Secondly, there should be a focus on training and developing standardised methods for CT interpretation. As different centres and specialists will be involved in assessing the CT scans, the risk of interobserver variability is substantial [16]. It is therefore important that all sites interpret the scans in the same way, suggesting rigorous training based on evidence-based criteria and the implementation of automated nodule characterisation algorithms to help standardise nodule management. Together with multidisciplinary review meetings, and a standardised screening CT reporting and management system, this will assure the highest quality for lung cancer screening [6, 16].

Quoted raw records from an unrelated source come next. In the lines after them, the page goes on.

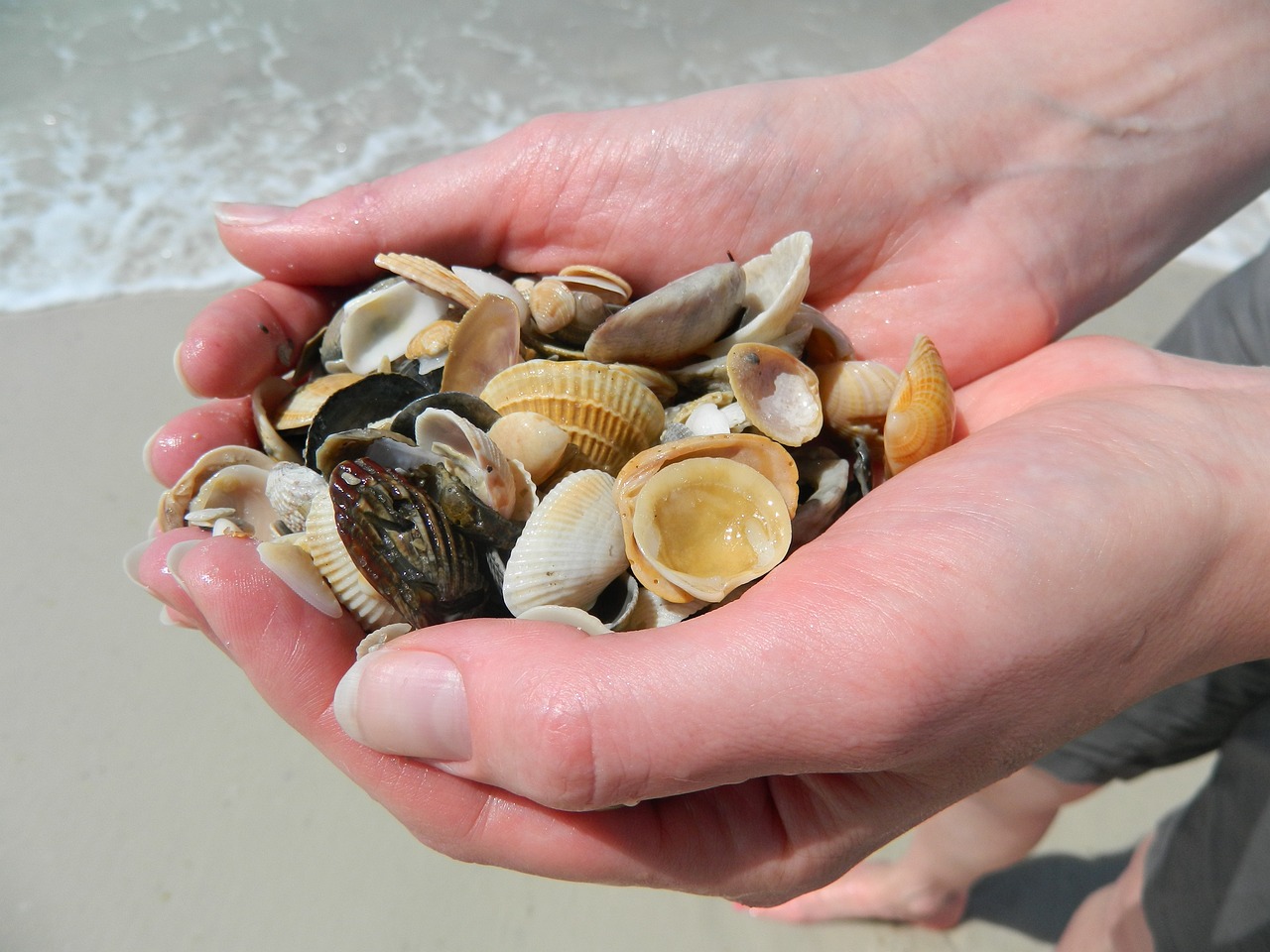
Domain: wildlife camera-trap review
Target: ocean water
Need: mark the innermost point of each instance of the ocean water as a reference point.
(122, 122)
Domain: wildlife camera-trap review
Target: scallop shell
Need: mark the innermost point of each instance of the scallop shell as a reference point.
(922, 412)
(674, 322)
(779, 393)
(607, 414)
(572, 546)
(354, 592)
(707, 526)
(775, 285)
(855, 394)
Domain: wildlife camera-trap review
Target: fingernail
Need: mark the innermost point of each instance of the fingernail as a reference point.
(405, 702)
(246, 213)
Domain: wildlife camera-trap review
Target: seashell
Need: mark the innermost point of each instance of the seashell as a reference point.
(921, 413)
(432, 341)
(298, 411)
(403, 546)
(532, 439)
(430, 275)
(751, 449)
(779, 393)
(358, 405)
(485, 284)
(287, 558)
(324, 546)
(377, 639)
(607, 414)
(474, 457)
(572, 546)
(855, 393)
(267, 399)
(674, 322)
(775, 285)
(352, 444)
(612, 289)
(379, 324)
(488, 341)
(189, 494)
(707, 526)
(556, 306)
(291, 489)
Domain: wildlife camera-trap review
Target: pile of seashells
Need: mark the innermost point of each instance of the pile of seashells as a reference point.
(456, 443)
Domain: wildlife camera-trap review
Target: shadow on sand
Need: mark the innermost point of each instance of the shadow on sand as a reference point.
(1039, 895)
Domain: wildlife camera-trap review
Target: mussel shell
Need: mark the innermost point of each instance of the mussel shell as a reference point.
(371, 399)
(404, 546)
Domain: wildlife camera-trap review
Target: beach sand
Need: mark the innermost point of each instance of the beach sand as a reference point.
(151, 800)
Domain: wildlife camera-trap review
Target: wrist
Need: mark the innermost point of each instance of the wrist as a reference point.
(1102, 140)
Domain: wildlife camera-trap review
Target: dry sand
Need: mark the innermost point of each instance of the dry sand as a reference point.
(153, 801)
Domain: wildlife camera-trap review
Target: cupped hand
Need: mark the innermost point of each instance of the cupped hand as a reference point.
(1097, 534)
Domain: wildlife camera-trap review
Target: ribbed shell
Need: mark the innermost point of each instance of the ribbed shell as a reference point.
(607, 414)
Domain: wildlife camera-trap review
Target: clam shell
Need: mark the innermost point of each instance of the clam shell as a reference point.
(354, 592)
(757, 452)
(377, 325)
(178, 500)
(707, 526)
(572, 546)
(779, 393)
(488, 341)
(922, 412)
(855, 394)
(674, 322)
(775, 285)
(430, 275)
(607, 414)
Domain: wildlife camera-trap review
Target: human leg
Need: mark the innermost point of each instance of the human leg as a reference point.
(929, 885)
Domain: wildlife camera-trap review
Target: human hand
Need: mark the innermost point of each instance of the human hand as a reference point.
(1096, 535)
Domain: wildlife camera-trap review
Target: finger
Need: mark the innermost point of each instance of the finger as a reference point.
(295, 656)
(180, 442)
(246, 335)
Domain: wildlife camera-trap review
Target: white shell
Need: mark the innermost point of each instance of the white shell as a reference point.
(571, 548)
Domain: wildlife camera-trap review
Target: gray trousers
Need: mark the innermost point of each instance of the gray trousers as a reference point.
(1207, 870)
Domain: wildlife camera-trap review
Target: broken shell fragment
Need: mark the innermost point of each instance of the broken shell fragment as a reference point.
(779, 393)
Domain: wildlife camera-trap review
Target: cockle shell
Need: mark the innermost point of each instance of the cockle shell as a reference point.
(779, 393)
(674, 322)
(921, 413)
(855, 394)
(775, 285)
(572, 546)
(607, 414)
(756, 452)
(707, 526)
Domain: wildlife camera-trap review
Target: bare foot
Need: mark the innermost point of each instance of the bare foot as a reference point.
(875, 890)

Thirdly, highly sensitive bronchoscopic techniques should be used to enhance the detection rate and help with staging. Many recent advancements in bronchoscopic diagnostic techniques have led to new tools, such as autofluorescence imaging, navigational bronchoscopy, narrow band imaging and endobronchial ultrasound. These techniques can achieve a better and less invasive assessment of the pathophysiological processes of the lung [17].

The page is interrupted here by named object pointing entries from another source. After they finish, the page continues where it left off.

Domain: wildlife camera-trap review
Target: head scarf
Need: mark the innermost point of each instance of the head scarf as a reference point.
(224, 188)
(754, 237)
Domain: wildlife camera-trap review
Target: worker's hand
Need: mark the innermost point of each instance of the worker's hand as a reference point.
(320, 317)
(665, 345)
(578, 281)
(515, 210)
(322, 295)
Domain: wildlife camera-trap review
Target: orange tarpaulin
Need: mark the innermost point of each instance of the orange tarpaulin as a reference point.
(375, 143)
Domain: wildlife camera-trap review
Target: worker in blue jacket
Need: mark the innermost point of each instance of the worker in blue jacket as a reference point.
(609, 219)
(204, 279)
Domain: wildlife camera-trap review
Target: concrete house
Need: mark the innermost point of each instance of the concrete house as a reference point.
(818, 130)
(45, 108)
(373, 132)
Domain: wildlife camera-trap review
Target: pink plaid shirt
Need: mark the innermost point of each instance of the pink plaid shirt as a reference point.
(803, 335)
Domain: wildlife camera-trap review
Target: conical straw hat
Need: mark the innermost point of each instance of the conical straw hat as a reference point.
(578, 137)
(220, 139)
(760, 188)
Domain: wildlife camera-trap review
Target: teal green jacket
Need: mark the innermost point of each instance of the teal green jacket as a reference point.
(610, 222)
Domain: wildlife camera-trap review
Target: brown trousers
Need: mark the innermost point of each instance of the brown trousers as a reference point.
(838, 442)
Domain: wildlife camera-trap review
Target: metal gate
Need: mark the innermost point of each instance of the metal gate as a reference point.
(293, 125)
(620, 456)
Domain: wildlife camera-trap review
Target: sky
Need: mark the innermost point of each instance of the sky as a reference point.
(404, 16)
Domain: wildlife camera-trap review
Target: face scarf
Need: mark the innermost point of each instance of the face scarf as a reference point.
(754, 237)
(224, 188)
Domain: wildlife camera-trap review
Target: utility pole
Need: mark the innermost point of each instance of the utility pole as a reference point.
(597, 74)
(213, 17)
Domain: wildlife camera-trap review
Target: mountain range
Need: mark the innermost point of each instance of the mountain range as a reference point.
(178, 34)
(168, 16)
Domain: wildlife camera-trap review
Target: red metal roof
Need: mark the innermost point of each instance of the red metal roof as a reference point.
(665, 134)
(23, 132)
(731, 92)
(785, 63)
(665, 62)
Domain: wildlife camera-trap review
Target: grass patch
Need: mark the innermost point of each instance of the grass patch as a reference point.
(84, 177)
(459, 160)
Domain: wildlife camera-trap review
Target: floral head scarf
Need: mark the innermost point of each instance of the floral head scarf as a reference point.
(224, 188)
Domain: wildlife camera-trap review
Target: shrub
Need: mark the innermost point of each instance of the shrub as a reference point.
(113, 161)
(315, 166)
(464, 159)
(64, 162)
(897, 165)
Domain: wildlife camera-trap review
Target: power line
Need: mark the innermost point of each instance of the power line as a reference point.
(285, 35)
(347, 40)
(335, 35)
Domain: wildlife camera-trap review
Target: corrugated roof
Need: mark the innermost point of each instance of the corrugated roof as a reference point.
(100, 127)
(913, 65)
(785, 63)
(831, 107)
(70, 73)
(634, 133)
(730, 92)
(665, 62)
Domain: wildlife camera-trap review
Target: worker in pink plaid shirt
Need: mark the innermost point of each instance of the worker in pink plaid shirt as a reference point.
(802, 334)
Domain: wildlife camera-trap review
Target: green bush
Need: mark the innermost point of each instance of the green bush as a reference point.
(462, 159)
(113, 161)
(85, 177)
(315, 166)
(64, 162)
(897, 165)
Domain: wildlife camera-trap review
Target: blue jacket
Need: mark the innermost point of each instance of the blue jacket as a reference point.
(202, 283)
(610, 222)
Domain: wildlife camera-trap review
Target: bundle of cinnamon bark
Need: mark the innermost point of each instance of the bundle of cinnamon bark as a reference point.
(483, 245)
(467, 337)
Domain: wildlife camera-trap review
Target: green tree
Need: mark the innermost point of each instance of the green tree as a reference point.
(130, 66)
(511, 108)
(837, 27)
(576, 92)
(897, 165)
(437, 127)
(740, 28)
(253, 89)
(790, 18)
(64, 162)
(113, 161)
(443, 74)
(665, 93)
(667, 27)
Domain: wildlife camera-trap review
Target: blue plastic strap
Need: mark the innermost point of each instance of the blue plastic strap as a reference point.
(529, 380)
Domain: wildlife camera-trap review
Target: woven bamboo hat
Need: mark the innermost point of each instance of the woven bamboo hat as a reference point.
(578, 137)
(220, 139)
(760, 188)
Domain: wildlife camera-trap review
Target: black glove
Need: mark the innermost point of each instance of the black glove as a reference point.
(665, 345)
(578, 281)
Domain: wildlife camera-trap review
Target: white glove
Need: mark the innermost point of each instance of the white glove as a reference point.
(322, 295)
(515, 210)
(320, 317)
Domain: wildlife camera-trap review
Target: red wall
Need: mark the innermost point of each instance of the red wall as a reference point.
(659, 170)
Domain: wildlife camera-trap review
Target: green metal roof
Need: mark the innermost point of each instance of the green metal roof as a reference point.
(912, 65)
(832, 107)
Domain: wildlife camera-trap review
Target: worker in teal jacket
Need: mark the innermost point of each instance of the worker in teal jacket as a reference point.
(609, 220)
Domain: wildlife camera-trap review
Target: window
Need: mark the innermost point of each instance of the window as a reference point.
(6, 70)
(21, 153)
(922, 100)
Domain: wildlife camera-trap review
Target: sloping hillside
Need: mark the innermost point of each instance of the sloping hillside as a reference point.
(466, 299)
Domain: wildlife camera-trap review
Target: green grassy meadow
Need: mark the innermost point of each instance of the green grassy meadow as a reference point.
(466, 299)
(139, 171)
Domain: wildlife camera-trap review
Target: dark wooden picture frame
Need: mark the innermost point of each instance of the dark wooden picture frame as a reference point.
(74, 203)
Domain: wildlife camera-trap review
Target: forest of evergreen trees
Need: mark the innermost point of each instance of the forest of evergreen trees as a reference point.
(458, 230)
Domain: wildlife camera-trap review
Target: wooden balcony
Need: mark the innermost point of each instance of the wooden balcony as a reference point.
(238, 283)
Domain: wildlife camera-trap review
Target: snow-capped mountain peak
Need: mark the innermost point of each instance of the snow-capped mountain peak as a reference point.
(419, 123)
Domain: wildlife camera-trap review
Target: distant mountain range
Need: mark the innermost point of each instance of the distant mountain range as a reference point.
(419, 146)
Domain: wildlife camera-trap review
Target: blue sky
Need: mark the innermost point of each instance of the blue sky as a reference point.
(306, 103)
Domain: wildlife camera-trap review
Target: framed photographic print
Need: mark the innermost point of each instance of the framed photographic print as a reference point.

Fourthly, biomarkers to classify lung nodules should be developed. Brown et al. [18] already showed an association of markers such as interferon-γ, interleukin (IL)-12/IL-23p40, IL-6, IL-8 and C-reactive protein with lung cancer, but there is currently no evidence that these proteins can distinguish benign from malignant nodules. Furthermore, breath analysis is being explored as breath profiles have already proven to be able to discriminate between benign and malignant nodules in a high-risk cohort [19]. As individual markers or tests often prove to be insufficient, a risk classifier model combining different markers and clinical risk factors is expected to exceed the discriminatory capacity of the individual parameters [20].

Implications for practice

A key clinical aspect in lung cancer management and survival is its early diagnosis, offering earlier and better treatment options. The NELSON study clearly showed a substantial shift to early-stage diagnosis in the screening group (58.6%) compared to the control group (13.5%) using volume LDCT screening. However, this comes at the price of a high false discovery rate, making subsequent nodule management crucial to minimise morbidity of patients undergoing unnecessary invasive diagnostic procedures and to further improve the cost-effectiveness of LDCT screening. This warrants the implementation of a standardised post-CT screening protocol aiming to optimise nodule identification. Next to improved cost-effectiveness, this will also reduce stress from not knowing if or when the nodule will transform to lung cancer in patients with an indeterminate nodule [14, 21]. However, clinicians could help alleviate part of this stress by clear communication and a thorough explanation [22]. In addition, the integration of smoking cessation trajectories into lung cancer screening programmes is advised.

In conclusion, the implementation of a lung cancer screening programme with a follow-up of at least 12 years is advised for individuals aged between 50 and 80 years who have a 20-pack-year smoking history and currently smoke or have quit within the past 15 years. However, in order to reach its full potential, further research should look into the optimisation of the post-screening protocol.